Abbiamo cercato caverne dalla notte dei tempi, costruito rifugi e poi edificato case, sino ad oggi, per raggiungere una forma di stabilità. Ci raggruppiamo in paesi e città, per sentirci più forti e non isolati – anche se poi, a dire il vero, nelle metropoli moderne si può anche morire nel proprio appartamento senza che nessuno se ne accorga per mesi.

Ma l’illusione di una vita sicura e stabile è una tentazione universale, fatta eccezione per pochi, tra avventurieri, eremiti o disadattati, a seconda di come li si voglia vedere.

Poi arriva il terremoto, come quello di questi ultimi giorni in Turchia e Siria, come quelli che hanno colpito nel tempo il nostro Belpaese.

Va da sé che non vi può che essere in primis una pietas umana per le vittime, ma il medico della psiche deve necessariamente avere la capacità di esercitare uno sguardo “altro”, che permetta, anche di fronte ad un dramma, la riflessione nel profondo, quella che prepara il salto di coscienza. Dunque questo breve scritto ha l’intento di guardare alla tragedia in una apparente inversione di prospettiva, con occhi rivolti all’interno di noi, e questo non per un mero esercizio speculativo ma perché, in realtà, lo sguardo rivolto all’interno è la via per generare salute anche da un dramma, perché costruisce coscienza e, per dirla alla Hillmann, “fa anima”.

Di fronte all’apocalisse, come molte testate giornalistiche hanno definito il recente sisma, non credo ci si salvi davvero senza coscienza o senza anima. Ed è sempre molto interessante notare come, in questa epoca di scienza e tecnologia, di fronte agli eventi della natura, anche il pensiero più positivista continui a richiamare terminologie che sul piano semantico hanno a che fare con una dimensione trascendente, divina, seppur terrifica. Forse che, per quanto misurabile, la natura non sia effettivamente riducibile a pura organicità e meccanica? Forse che la vita stessa non lo sia, nonostante tutto?

La divinità ha sempre dimorato sulla zolla, quella magnanima che dà i germogli e le messi, come quella ctonia, che terrorizza dall’abisso con la violenza delle sue scosse. C’è una antropologia della faglia che si ritrova in tutte le culture che hanno incontrato la forza tellurica del sotterrano. Tempietti votivi costruiti su crepe del terreno, accanto a laghi vulcanici, altari persino in corrispondenza di falde boracifere e santuari in crateri di vulcani. Là dove la natura svela lembi del suo potere inarrestabile, delle sue vibrazioni incandescenti, abitano divinità nascoste, buie e poderose. Per la psichiatra la tentazione del riverbero di queste immagini sull’inconscio è inevitabile. Le immagini che stiamo vedendo di palazzi che potrebbero essere quelli della via in cui abitiamo letteralmente sbriciolati, oltre ad essere inevitabilmente evocative del grande interrogativo sulla nostra estrema fragilità, dovrebbero interrogarci sulla relazione che profondamente intratteniamo con le forze oscure che stanno nei sotterranei della terra quanto in quelli della psiche. Forze infere, per richiamare a noi la cosmogonia dantesca, violente, vibranti, oltre le parole che ci diciamo e i pensieri che formuliamo su di noi. Abitano l’abisso su cui camminiamo, ma sempre più le escludiamo da noi, dal panorama della nostra coscienza. Infatti, non a caso, quando esse si palesano, nel sisma, nel cataclisma, naturale come umano, esse generano un crescente impatto sulla salute mentale generale, un solco assai più profondo sulla tanto citata resilienza.
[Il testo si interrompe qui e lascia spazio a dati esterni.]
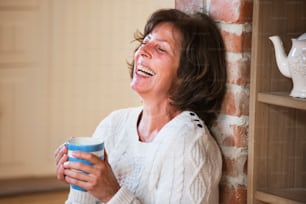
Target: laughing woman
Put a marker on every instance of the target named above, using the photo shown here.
(162, 152)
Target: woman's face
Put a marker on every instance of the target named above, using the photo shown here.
(156, 62)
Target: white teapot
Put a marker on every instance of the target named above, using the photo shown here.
(293, 66)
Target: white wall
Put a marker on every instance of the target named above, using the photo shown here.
(62, 69)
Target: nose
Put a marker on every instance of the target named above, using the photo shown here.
(145, 50)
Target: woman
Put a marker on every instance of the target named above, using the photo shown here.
(163, 151)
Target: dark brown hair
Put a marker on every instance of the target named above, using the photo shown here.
(201, 76)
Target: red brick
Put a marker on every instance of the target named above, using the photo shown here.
(236, 103)
(234, 167)
(238, 72)
(237, 43)
(231, 11)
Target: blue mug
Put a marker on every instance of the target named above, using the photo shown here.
(84, 144)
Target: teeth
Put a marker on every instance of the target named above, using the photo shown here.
(142, 69)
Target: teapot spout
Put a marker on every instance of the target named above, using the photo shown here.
(281, 57)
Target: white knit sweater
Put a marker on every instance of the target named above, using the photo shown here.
(181, 165)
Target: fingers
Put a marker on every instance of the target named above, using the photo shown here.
(60, 152)
(92, 158)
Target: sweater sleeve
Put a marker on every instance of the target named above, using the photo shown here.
(80, 197)
(124, 196)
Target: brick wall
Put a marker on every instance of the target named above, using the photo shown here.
(234, 18)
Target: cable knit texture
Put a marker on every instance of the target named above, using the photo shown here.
(181, 165)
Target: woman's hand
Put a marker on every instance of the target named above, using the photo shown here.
(60, 157)
(99, 178)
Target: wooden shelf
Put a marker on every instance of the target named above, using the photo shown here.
(288, 195)
(277, 125)
(282, 99)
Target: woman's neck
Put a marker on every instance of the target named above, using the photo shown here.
(152, 119)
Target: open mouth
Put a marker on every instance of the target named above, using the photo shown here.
(144, 71)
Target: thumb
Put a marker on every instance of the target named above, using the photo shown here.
(105, 156)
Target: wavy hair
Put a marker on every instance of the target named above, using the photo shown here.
(201, 75)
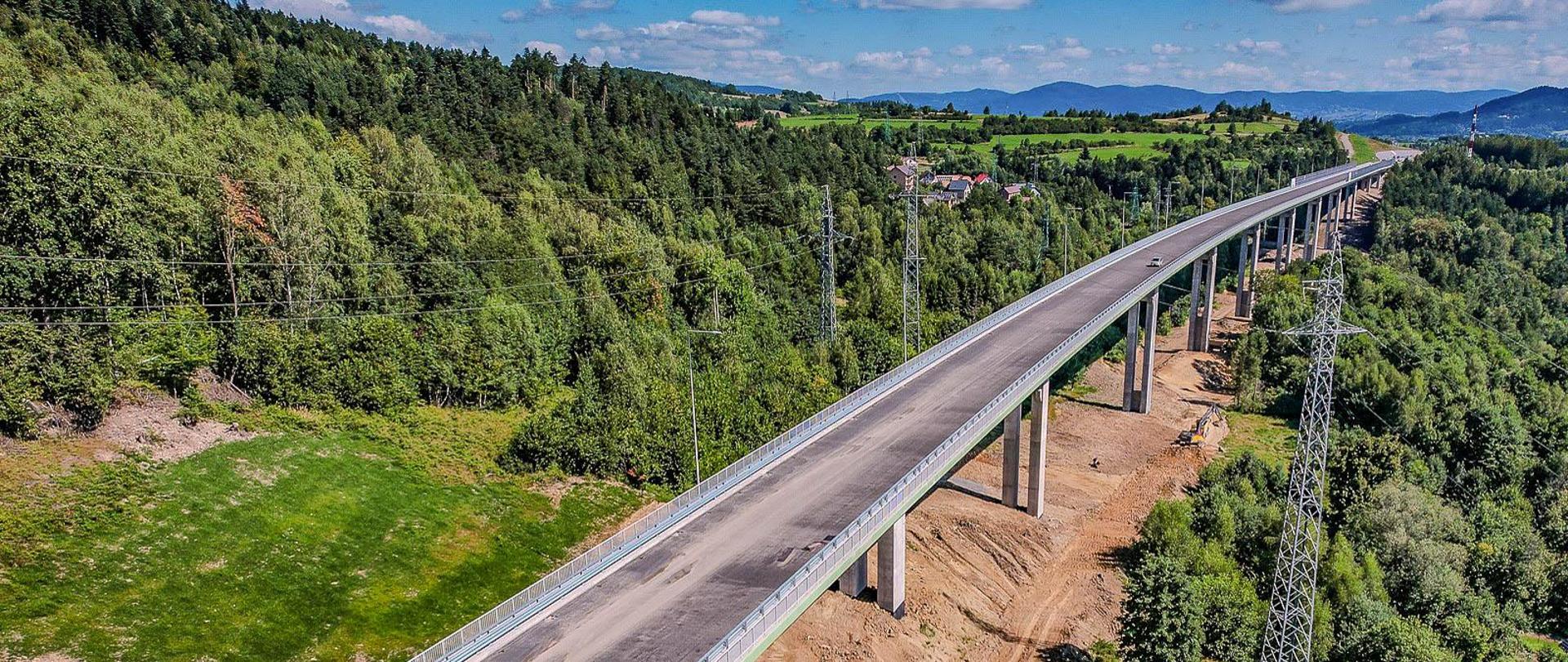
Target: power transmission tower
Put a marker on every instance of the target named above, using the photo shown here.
(1290, 633)
(830, 306)
(911, 275)
(911, 269)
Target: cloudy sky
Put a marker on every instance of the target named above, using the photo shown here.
(855, 47)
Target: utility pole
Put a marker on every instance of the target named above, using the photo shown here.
(830, 306)
(1137, 204)
(1067, 242)
(697, 450)
(911, 271)
(1290, 633)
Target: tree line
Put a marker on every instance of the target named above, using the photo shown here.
(1446, 517)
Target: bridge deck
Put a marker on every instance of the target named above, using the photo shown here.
(684, 592)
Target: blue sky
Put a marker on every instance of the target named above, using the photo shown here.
(855, 47)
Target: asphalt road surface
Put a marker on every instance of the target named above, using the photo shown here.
(684, 592)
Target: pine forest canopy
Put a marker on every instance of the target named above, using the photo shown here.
(334, 220)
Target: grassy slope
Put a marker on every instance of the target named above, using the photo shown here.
(292, 546)
(872, 123)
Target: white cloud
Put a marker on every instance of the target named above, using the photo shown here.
(703, 35)
(1291, 7)
(1073, 49)
(944, 3)
(1256, 47)
(1239, 71)
(731, 18)
(402, 27)
(825, 68)
(548, 47)
(1496, 13)
(601, 32)
(996, 66)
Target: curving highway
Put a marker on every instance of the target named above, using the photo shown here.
(684, 590)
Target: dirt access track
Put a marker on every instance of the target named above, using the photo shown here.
(988, 583)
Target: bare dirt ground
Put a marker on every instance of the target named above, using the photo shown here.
(993, 584)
Quanto più escludiamo dal nostro dialogo interiore le forze sotterranee, per via della loro oscurità aggressiva che non ci piace e rifiutiamo, tanto più questa forclusione alimenterà le nostre paure, le nostre angosce, frutto della disconnessione crescente con le nostre profondità. E poiché le società sono fatte di individui, anche le società vanno dimorando su abissi che si rifiutano di incontrare, convinte così di poterli eliminare.

Viene da ricordare la parabola della casa costruita sulla sabbia o sulla roccia, per il paradosso che cela: spesso infatti accade che si scambi la sabbia per la roccia e viceversa, come, per tornare al concreto, pare sia accaduto in Turchia, dove il cemento armato conteneva polistirolo.

Le forze sotterranee in verità servono a questo, a non scambiare sabbia con roccia, poiché la stabilità che andiamo cercando sorge sulla coscienza maturata all’ombra dell’instabilità e sulla scelta momento per momento di includerla, trasformarla, trascenderla.